Physical theories are based on induction from observations and
experiences.
That process won't give us answers to these famous questions, posed by
physicists:
1. Leibniz: "*Why is there something rather than nothing?*"
"The reason that there is Something rather than Nothing is that
Nothing is unstable."
-- Frank Wilczek, Nobel Laureate, physics 2004
1. Hawking: "*What is it that breathes fire into the equations* and
makes a universe for them to describe? The usual approach of
science of constructing a mathematical model cannot answer the
questions of why there should be a universe for the model to
describe. Why does the universe go to all the bother of existing?"
"What is there? Everything! So what isn't there? Nothing!"
--- Norm Levitt, after Quine
1. Feynman: "It always bothers me that, according to the laws as we
understand them today, it takes a computing machine an infinite
number of logical operations to figure out what goes on in no
matter how tiny a region of space, and no matter how tiny a region
of time. How can all that be going on in that tiny space? *Why
should it take an infinite amount of logic to figure out what one
tiny piece of space/time is going to do?*"
"Because the world is made of physics, not logic."
- Brent Meeker
1. Wheeler: "*Why these equations, and not others?*"
"These are the ones we invented to describe what we've seen."
- Vic Stenger
If we're to answer these questions, we may need some kind of
/metaphysical/ theory. Preferably one that is simple, and can
explain/predict our observations.
The existence of all possible computations may be one possible avenue
for this.
How would that be any better or worse than "all possible set theory" or
"all possible phsyics" or "all possible novels"?

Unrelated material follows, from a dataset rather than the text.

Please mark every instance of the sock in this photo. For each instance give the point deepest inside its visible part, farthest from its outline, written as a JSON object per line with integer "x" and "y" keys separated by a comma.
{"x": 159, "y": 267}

So far, it is not ruled out, and might even be considered to be
partially confirmed. It has the power to answer questions 2, 3 and
4. And for anyone who accepts arithmetical realism/no-cause needed
for arithmetical truth, then it can answer 1 as well.
All your questions are number 1. However, I would point out that
Feynman's question implies that computationalism must be false.
>>
Then why is brain damage a big deal? Why do I need my
brain to think?
>//
/The base computations that implement your brain may be
sub-routines of a larger computation,/
If true then that is an example of something physics can do but
mathematics can not. And I have to say that is a mighty damn
important sub-routine!
It's not truly doing something math is not, if you take the view that
math is what is ultimately "doing physics".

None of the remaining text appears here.